The mom that I am is internally stressed, evidenced by my strained smile and forehead sweat. I want so badly to sit back and watch my kid play. But, the second he misbehaves, I am quick to correct and divert. I don’t want other parents to think I’m a lazy or bad parent. I give other parents so much more grace than I give myself.
Sit and talk to our classroom’s parents while the kids figure it out? Sure, as long as my child is sitting on their bottom while the nice clown is holding court. If he’s running in a continual lap for an hour and not buying any of the magic tricks (way to go kid, you know she’s hiding that red scarf up her sleeve – just PLEASE sit down and don’t pull it out until she gets to her punch line), I’m the hottest mess. And when they start balloon sword fighting. Just stop. I actually said “you only get to sword fight with people who also have swords.”
I just want to be cool. So badly. I know that toddlers are little wild cards. That we’ve all been there. But in the moment, my blood pressure immediately rises.

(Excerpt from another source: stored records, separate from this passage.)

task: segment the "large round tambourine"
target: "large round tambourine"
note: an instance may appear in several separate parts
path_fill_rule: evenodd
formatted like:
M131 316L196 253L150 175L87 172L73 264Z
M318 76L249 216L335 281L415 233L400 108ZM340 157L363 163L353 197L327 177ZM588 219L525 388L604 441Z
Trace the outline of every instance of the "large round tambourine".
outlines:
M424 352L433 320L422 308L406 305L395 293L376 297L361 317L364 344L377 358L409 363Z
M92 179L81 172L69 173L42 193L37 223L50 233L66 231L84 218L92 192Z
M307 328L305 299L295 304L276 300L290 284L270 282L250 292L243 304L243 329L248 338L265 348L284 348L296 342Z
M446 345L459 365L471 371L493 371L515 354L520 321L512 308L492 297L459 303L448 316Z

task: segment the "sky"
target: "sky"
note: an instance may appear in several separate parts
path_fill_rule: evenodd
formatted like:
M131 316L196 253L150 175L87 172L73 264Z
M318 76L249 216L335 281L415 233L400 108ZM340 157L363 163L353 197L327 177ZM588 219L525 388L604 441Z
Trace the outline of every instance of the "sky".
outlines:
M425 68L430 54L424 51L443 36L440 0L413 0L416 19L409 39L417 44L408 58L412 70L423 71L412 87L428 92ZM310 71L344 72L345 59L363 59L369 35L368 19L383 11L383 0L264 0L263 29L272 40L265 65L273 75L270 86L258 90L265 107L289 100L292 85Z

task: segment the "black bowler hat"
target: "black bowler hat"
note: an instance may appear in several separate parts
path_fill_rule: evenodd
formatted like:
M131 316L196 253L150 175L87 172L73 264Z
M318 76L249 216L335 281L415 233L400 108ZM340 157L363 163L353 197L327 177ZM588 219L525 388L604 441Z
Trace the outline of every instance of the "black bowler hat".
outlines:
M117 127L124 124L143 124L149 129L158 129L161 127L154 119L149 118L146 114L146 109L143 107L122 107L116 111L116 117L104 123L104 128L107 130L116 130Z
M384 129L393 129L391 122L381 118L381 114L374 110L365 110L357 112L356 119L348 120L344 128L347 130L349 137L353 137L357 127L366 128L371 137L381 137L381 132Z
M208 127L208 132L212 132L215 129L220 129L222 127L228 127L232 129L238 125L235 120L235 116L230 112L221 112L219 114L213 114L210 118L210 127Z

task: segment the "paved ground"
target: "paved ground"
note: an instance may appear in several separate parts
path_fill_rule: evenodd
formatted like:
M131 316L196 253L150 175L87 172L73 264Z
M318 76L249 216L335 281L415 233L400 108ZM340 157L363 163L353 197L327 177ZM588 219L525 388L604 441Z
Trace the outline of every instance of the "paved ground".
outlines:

My hair frizzes. My cheeks get hot. Everyone in the room is the parent of a toddler, but I get so embarrassed.
Especially when the clown tells me that she’s never painted the face of a wigglier kid (gee, thanks) and thinks that he’s appropriately named. Yes, I see you laughing. Yelling “Dash” as a little blond moptop sprints past is poetic.
He better run high school cross country.
By then, I’ll probably have my blood pressure under control. Maybe.